Breaking News: In Florida, a murderer has made public his plans to kill three individuals in the next six weeks. If all goes according to his plan, Elmer Carroll will die on May 29th, William Van Poyk will die on June 12th, and Marshal Gore will die on June 24th. And what is more, this murderer has admitted that he has killed before; in fact, he killed three people in 2012 alone. Clearly this man is a serial killer who has killed and plans to keep doing so.





If this perpetrator were an average person like us, these highly publicized murder plans would be the subject of mass public outrage and the focus of tremendous law enforcement attention. A manhunt would be under way to catch the "evildoer." Once apprehended, prosecutors would spare nothing to win the case and see this bloodthirsty felon held accountable for his crimes.



But, of course, the perpetrator is not like us. He is Florida Governor Rick Scott, and he has vowed to deplete Florida's death row as quickly as possible. He has repeatedly demonstrated that he plans to continue the state's heinously flawed death penalty system in the coming months and for the indefinite future. And thus little public outcry, no "manhunt" for this man who will easily murder more people than did the Boston marathon attackers. Instead, the state continues to make it easy for Rick Scott to kill and kill some more.

Florida is already the only state that allows a jury to assign a death sentence without a unanimous decision. A 7-5 vote can put a man on death row in the Wild West that is Florida's death penalty. Some 406 inmates sit on that death row awaiting Scott's decision when to kill them. This is more than any state except California.
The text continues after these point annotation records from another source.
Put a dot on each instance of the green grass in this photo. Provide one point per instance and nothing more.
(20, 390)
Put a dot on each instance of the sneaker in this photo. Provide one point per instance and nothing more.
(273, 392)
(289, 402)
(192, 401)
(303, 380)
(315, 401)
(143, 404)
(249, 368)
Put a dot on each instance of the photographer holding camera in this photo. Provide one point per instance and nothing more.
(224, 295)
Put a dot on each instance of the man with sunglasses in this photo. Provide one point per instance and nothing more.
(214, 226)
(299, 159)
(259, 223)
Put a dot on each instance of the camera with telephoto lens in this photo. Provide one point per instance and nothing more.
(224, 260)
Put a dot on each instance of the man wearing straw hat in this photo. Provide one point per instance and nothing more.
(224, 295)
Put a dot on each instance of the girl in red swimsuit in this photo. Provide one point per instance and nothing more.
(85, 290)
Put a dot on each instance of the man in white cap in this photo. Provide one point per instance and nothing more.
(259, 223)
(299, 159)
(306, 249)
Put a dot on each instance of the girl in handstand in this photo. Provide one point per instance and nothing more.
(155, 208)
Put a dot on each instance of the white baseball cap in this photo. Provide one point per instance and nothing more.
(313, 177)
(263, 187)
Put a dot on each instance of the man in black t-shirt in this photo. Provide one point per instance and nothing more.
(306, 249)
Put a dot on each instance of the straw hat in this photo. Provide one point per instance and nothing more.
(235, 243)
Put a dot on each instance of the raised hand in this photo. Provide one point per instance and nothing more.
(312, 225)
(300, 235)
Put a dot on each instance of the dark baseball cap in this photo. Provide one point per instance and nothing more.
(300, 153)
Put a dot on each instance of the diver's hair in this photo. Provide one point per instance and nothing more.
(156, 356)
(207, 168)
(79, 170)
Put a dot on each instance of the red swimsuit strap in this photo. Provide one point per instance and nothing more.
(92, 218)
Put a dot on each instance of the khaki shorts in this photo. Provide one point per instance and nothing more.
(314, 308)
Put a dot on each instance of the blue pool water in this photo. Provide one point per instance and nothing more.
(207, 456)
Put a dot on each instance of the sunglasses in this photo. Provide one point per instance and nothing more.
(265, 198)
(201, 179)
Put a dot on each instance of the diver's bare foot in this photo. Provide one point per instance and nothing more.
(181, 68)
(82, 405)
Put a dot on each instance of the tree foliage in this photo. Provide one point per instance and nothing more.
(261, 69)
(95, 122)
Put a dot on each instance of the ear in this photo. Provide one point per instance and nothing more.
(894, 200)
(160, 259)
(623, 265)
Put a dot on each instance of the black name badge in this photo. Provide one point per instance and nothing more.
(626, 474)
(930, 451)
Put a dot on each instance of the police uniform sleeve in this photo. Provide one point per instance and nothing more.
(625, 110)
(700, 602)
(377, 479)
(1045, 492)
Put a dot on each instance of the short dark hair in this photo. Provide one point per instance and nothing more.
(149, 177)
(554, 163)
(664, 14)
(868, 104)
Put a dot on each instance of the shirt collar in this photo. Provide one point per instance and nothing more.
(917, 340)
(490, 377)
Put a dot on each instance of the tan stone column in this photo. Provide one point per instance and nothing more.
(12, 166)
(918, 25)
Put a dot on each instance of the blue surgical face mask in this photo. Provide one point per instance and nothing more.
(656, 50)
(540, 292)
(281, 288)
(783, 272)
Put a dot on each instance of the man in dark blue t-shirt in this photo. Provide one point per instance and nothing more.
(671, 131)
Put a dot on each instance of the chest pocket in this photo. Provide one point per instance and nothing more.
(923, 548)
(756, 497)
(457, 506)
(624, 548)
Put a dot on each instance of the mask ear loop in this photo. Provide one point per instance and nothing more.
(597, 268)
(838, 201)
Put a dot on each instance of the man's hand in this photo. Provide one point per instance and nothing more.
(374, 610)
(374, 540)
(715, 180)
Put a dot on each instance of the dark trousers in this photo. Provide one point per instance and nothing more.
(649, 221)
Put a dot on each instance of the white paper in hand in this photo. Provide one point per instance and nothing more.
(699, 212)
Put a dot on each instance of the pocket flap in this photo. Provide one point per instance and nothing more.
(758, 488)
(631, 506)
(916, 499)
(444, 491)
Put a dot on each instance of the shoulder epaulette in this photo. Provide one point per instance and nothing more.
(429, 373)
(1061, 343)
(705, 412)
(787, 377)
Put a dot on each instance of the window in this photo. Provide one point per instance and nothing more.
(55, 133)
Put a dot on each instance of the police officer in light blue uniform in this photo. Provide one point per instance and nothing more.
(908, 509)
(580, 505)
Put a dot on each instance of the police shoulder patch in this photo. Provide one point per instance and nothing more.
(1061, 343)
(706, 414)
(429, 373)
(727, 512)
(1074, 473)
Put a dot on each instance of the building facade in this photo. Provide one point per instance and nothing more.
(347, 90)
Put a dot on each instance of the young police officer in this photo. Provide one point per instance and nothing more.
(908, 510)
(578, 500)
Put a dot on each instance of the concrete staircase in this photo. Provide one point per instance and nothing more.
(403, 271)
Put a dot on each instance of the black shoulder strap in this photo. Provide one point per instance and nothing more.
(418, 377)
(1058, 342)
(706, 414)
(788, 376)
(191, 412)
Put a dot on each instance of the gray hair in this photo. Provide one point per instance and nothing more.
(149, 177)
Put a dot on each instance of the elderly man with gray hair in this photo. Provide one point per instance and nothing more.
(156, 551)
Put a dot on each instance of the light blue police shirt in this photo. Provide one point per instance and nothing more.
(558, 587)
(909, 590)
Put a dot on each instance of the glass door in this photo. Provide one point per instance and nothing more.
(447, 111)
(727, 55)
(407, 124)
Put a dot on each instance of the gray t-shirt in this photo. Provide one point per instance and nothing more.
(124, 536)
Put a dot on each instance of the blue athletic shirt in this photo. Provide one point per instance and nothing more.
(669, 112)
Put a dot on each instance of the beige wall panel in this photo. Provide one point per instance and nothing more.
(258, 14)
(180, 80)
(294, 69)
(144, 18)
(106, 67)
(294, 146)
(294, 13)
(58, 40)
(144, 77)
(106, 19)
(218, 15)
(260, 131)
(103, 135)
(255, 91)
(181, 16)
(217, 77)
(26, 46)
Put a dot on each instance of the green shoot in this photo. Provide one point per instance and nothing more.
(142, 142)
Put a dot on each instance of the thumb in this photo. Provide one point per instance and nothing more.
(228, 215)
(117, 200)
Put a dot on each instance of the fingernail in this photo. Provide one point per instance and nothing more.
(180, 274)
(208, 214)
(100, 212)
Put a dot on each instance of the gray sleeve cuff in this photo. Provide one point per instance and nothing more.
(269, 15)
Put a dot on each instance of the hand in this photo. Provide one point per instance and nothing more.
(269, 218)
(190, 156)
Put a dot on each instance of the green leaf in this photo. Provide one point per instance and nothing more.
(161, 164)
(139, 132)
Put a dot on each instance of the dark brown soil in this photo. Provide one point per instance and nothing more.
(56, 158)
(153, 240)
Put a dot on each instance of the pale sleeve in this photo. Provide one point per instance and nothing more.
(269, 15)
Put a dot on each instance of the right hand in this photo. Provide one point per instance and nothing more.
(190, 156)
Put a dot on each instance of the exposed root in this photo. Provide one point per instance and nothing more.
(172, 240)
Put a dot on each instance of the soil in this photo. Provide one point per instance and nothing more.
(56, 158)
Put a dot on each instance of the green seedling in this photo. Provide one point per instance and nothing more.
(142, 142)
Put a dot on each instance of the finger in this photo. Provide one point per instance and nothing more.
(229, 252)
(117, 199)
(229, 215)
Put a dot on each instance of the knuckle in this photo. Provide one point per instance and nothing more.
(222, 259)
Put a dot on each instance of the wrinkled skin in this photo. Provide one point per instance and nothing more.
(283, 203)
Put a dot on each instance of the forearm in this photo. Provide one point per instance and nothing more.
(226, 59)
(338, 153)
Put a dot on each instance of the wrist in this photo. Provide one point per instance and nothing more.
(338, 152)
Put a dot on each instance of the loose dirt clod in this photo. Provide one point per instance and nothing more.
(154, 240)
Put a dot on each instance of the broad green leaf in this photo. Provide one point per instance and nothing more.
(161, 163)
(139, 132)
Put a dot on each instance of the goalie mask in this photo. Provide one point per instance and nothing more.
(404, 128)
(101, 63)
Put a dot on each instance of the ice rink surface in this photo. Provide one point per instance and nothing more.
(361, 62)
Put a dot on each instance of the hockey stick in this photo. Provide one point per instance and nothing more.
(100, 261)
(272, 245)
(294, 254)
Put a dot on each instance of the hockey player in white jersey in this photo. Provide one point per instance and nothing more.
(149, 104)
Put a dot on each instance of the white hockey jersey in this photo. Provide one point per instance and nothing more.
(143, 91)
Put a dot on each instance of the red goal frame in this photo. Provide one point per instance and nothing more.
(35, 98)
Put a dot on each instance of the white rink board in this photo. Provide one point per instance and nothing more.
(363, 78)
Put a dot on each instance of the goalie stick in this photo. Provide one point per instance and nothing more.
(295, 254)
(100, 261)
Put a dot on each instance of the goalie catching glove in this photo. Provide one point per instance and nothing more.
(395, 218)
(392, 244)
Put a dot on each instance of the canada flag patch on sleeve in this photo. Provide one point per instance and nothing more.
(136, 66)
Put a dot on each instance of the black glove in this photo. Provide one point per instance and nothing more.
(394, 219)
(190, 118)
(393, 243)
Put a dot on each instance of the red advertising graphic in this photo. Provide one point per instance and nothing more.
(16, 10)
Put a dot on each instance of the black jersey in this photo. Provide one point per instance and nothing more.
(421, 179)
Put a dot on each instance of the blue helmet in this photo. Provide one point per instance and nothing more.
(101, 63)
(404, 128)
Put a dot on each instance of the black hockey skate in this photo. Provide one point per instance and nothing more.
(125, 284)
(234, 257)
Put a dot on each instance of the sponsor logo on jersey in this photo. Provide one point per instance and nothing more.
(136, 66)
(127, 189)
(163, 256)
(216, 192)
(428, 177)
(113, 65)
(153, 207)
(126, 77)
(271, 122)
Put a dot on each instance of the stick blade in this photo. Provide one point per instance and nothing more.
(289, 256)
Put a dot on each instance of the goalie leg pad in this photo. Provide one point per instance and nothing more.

In the last two years, Florida, under Scott's leadership, has led the nation in the number of new death sentences. Florida also leads the nation with the number of death row exonerees, having found 24 people it sent to death row actually did not actually commit the offense for which they were convicted.



Not content with the ease with which Scott gets the go ahead to kill, the Florida legislature recently passed the Timely Justice Act. George Orwell would be so proud, for there is no justice in this Act and time works against justice. Instead, if Scott signs it into law, it will limit appeals for each person who has received a death sentence. It requires the Governor to sign their Death Warrants within 30 days after appeals are exhausted and clemency is denied, and it demands that executions take place within 180 days of the signing of the death warrant.

This would impact 13 prisoners currently, and another 80 have exhausted appeals and are awaiting clemency hearings. This legislation will almost certainly lead to the execution of innocent individuals in the state of Florida, as most of the 24 exonerees had been on death row for more than 15 years before they were released. And, while these innocent men languish in the prison at Starke, the real murderers carry on. And those who were responsible for the flaws--the police who elicit false confessions from mentally ill or low IQ inmates, the prosecutors whose misconduct has been repeatedly deemed egregious--they remain, like Rick Scott, in the free world doing as they please.



Even if Governor Scott does not sign the Timely Justice Act, however, he has vowed to speed up executions in Florida by executing an individual every two weeks. So, while six states in the last six years have abolished the death penalty, Florida wants Rick Scott to keep on killing.



I don't think this is OK. And I hope others do not, either. If you are outraged that Florida's serial killer Rick Scott and his legislative toadies are able to distort justice in these ways, take action. Floridians for Alternatives to the Death Penalty (FADP), Death Penalty Information Center in Washington, D.C., and other groups are pushing Scott to veto the Timely Justice Act and are actively organizing to move Florida in the direction of the other 18 states that now do not kill offenders to teach them the errors of their ways. I implore you to contact Rick Scott and to get involved with FADP's efforts. Otherwise, we are simply turning our heads while a murderer remains free to kill again.